Answer: our cultural warmongers, who seek the same goal as their cultural warmongers-to ignite a war of civilizations. Both want the "long war" of which the Pentagon speaks, the "World War IV" against "Islamofascism" that is the dream of neoconservatives and the nightmare of their countrymen.

As has been evident for some time, bin Laden and the neocons both seek the same thing: a fight to the finish, no matter how long, no matter how many invasions it takes, no matter how many lives are lost. For if peace were reached between the Islamic world and the West, even a cold peace with Iran and Syria, what would they do then?

As the provocations of Ahmadinejad are music to the ears of neocons, for they rule out dialogue and diplomacy, the escalation of the cartoon wars into an all-out culture war between Islam and the West has made their day. But it has also wiped out much of the goodwill that George W. Bush has sought to rebuild in the region.

As one explores the arguments of the provocateurs in the West for what they are doing, on inspection all appear hollow. "We believe in the First Amendment!" comes the blustery reply of journalists when asked why they published the cartoons. The First Amendment protected the right of Trent Lott to toast Strom Thurmond. But that did not save Lott from the savagery of the neocons who demanded and got his ouster as Senate majority leader. Yet which is the more egregious offense? To pay a birthday tribute to a century-old man who was once a segregationist or to insult deliberately the most revered figure in the faith of a billion people?

Daily, U.S. editors decline to publish ethnic slurs and obscene remarks and cartoons that might offend a race or religion. This is not censorship. It is editorial judgment. The motto of the New York Times, which declined to publish the offending cartoons, is "All the News That's Fit to Print."

Conservatives contend that Islamic nations tolerate cartoons and TV shows far more viciously anti-Semitic than these cartoons were anti-Islamic.

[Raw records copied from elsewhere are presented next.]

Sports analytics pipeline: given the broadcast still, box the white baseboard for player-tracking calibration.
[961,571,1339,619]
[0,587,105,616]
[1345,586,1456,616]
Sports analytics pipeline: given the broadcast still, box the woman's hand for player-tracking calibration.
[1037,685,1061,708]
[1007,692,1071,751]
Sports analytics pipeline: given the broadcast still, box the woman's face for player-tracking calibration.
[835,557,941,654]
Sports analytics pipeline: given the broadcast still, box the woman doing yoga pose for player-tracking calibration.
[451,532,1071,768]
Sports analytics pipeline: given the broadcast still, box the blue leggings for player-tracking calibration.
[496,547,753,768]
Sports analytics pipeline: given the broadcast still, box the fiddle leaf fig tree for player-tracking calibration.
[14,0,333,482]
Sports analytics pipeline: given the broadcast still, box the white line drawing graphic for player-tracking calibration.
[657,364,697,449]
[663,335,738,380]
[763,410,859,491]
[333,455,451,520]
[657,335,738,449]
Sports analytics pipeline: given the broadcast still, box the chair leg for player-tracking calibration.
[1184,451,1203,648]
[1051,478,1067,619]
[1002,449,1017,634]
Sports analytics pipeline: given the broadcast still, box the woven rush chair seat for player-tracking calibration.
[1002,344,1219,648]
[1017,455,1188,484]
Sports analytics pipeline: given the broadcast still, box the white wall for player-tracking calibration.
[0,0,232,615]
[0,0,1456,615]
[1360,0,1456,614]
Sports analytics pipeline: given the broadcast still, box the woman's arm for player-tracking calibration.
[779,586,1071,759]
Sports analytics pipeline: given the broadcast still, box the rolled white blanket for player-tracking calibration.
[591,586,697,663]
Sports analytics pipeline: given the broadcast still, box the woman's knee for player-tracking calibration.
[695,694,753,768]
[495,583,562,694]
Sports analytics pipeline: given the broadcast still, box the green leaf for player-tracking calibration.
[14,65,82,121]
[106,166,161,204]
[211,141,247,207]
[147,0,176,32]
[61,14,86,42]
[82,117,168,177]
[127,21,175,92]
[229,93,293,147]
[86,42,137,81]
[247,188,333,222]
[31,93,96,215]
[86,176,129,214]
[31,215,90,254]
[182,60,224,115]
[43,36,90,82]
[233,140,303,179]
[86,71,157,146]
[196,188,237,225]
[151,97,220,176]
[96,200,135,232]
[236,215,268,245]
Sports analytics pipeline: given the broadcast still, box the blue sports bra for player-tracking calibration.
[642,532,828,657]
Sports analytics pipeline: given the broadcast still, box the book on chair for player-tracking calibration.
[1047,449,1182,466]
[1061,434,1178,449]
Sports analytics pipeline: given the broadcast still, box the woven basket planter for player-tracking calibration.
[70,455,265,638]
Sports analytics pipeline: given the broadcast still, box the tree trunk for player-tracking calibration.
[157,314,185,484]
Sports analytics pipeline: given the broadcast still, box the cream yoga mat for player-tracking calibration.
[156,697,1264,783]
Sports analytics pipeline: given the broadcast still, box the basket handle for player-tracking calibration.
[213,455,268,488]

They are right. But Western newspapers never publish such cartoons, first, because they are outrageous, second, because publication would cost them advertisers, readers, and maybe their jobs. Insulting Muslims and Mohammed is a less risky and less expensive hobby than insulting Judaism or Jews. Indeed, if you insult Islam, you can make out credentials as a moral hero.

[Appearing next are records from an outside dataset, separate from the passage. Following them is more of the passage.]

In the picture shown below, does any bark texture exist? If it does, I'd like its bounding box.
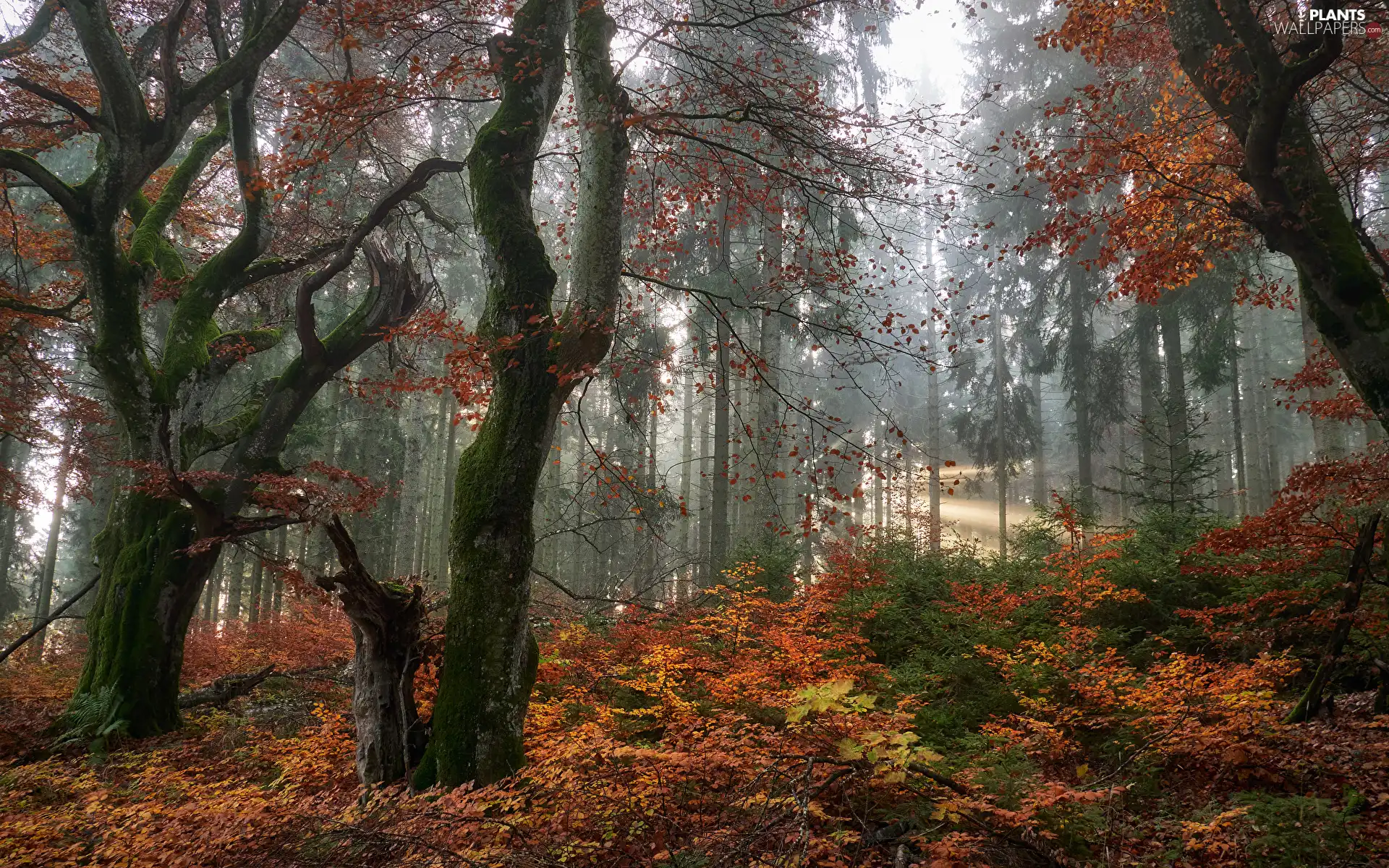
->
[415,0,628,786]
[1167,0,1389,424]
[315,515,425,786]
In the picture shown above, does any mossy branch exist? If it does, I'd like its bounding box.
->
[130,100,232,271]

Though State initially condemned the cartoons-"Inciting religious or ethnic hatreds in this manner is unacceptable"-the neocons rapidly re-seized control of the message. In hours, State was in retreat: "While we share the offense that Muslims have taken at these images, we at the same time vigorously defend the right of individuals to express points of view." Of course we do. But do we believe freedom of the press was responsibly exercised when these idiot editors used it to incite a religious war?

And when it comes to press freedom, Europeans are world-class hypocrites. British historian David Irving has spent months in a prison in Vienna awaiting trial for two speeches he made 15 years ago. In Europe, skeptics and deniers of the Holocaust are fined and imprisoned with the enthusiastic endorsement of the press.

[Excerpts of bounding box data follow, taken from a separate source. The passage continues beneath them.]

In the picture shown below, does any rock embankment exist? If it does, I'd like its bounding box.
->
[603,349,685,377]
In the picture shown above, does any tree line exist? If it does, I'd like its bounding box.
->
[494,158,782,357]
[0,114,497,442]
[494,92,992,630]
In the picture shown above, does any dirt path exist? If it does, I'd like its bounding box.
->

Unfortunately, Bush let slip an opportunity to show respect for the Islamic world and faith and, instead, let himself be intimidated into silently condoning an insult to both. Standing beside the King of Jordan, Bush denounced the violence the cartoons had ignited but declined to condemn the cartoons. Condi Rice denounced Iran and Syria for exploiting the rage over the cartoons but did not condemn the cause of that rage. If there is a double standard here, Bush is the guilty party. He rightly denounced Iran's president for mocking the Holocaust but would not denounce the European press for mocking the prophet.

If Bush and Rice cannot muster the moral courage to condemn the insulting content of the cartoons, as well as the violence being promoted by anti-Western agitators and demagogues, our wars for democracy in the Middle East are in vain. For we can never win the friendship of these people if they believe our words of respect for their religion cover up a sneering contempt.